No município de Santarém, no oeste de Pará, a 780 km de Belém, 20 casos de doenças de chagas já foram confirmados pela Divisão de Vigilância em Saúde (DVS) da Secretaria Municipal de Saúde.

Os técnicos da DVS acreditam que o aparecimento dos novos casos está relacionado com o consumo do vinho de bacaba, que é uma fruta similar ao açaí. Nas pesquisas que eles fizeram, descobriram que o barbeiro – inseto transmissor da doença – foi encontrado nos cachos de bacaba e pode ter sido triturado durante o processamento da fruta.

O surto tem características semelhantes ao ocorrido ano passado em Santa Catarina, onde foram registrados 26 casos e três mortes, que ganharam imensa repercussão na imprensa em todo o país. As investigações comprovaram que os barbeiros foram esfregados junto com o caldo de cana, configurando assim uma nova forma de transmissão da doença de chagas: por via oral, e não pela picada do inseto.

A diferença entre os dois surtos é o silêncio que existe em relação à Amazônia, embora a relação entre o número de casos identificados seja bastante distinta e desfavorável à situação de Santarém.

Em Santa Catarina, em mais de mil amostras, houve pouco mais de 20 casos. Em Santarém, de 70 amostras, 20 casos já foram confirmados. Concentração dos casos

Os trabalhos de coleta de sangue estão sendo feitos pelo infectologistas do Instituto Evandro Chagas, que é um dos principais centros de excelência da Amazônia no estudo de doenças tropicais. A situação mais grave ocorre na localidade de Mojuí dos Campos.

Segundo o instituto, o último surto de doença de chagas na Amazônia ocorreu em 1999, na comunidade de Pau D’Arco, próxima a Santarém, também no oeste do Pará. Na época, foram confirmados 11 casos da doença.

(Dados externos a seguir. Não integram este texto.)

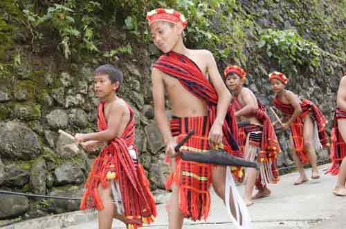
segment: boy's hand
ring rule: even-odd
[[[100,142],[98,141],[88,141],[82,142],[80,145],[88,152],[93,152],[98,147]]]
[[[75,134],[75,142],[82,143],[86,141],[86,134]]]
[[[224,132],[222,132],[222,124],[214,122],[209,132],[209,142],[211,146],[221,144]]]
[[[289,123],[282,123],[282,130],[287,130],[289,128]]]
[[[174,137],[172,140],[167,144],[166,146],[166,155],[168,157],[175,157],[178,155],[178,152],[175,151],[174,148],[176,146],[176,137]]]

A doença de chagas, que leva esse nome por ter sido identificada no início do século XX pelo cientista brasileiro Carlos Chagas, é infecciosa e parasitária. O protozoário Trypanossoma cruzi é transmitido por uma espécie de besouro popularmente conhecido como barbeiro. O protozoário se reproduz no intestino do barbeiro. Quando este pica o ser humano, defeca e elimina as fezes contaminadas. Aí a pessoa se coça e espalha as fezes sobre o corpo. Dessa maneira, o parasita penetra nas células da pele, atingindo a circulação sangüínea.

Em geral, os sintomas só aparecem após um período de incubação de pelo menos uma semana. Entre os sintomas, febre alta, irritação na pele e ínguas. O desenvolvimento da doença pode levar a complicações cardiológicas e, menos freqüentemente, à inflamação do cérebro (encefalite). Segundo o Ministério da Saúde, nos últimos anos, o Brasil teve apenas “algumas dezenas” de casos anuais de doença de chagas por ano. Duas décadas atrás, o número chegou a ser superior a 20 mil.

A queda se deve ao trabalho de combate ao barbeiro “caseiro”, que habita habitações pobres e em condições inadequadas de higiene em zonas urbanas do interior do país. Em junho deste ano, a Organização Pan-Americana de Saúde (Opas) concedeu certificado ao governo brasileiro no qual deu por eliminada no país a transmissão da doença pelo barbeiro caseiro.Doença e desmatamento

O grande problema agora é a transmissão pelo barbeiro “da mata”, identificado pela primeira vez em Santa Catarina e que pode ser o mesmo que está por trás dos casos encontrados em Santarém.

Suspeita-se que os desmatamentos que estão ocorrendo no oeste do Pará tenham a ver com essa história. Há acentuado número de grileiros de terras atuando na região, abrindo caminho para o plantio de extensas áreas de soja.

De acordo com o Ministério do Meio Ambiente, foram desmatados em 2002 15 mil hectares de terra no oeste do Pará. Em 2004, com a chegada da soja, a área desmatada quase dobrou, passando a 28 mil hectares.

O diretor da DVS de Santarém, Jorge Heimar, é quem faz a associação entre o desmatamento e o surto da doença de chagas. “Quando o inseto se sente ameaçado, ele vai procurar outros lugares para sobreviver, fora do seu ambiente natural”, afirma ele.

Resta saber se o país continuará em silêncio ou se vai se mobilizar para dar a assistência necessária à população pobre que é a principal vítima da enfermidade. Em episódios do passado, já se verificou que o Brasil não costuma tratar igualmente as tragédias que ocorrem no Centro-Sul do país daquelas que atingem indígenas ou os habitantes carentes da vasta e distante Amazônia.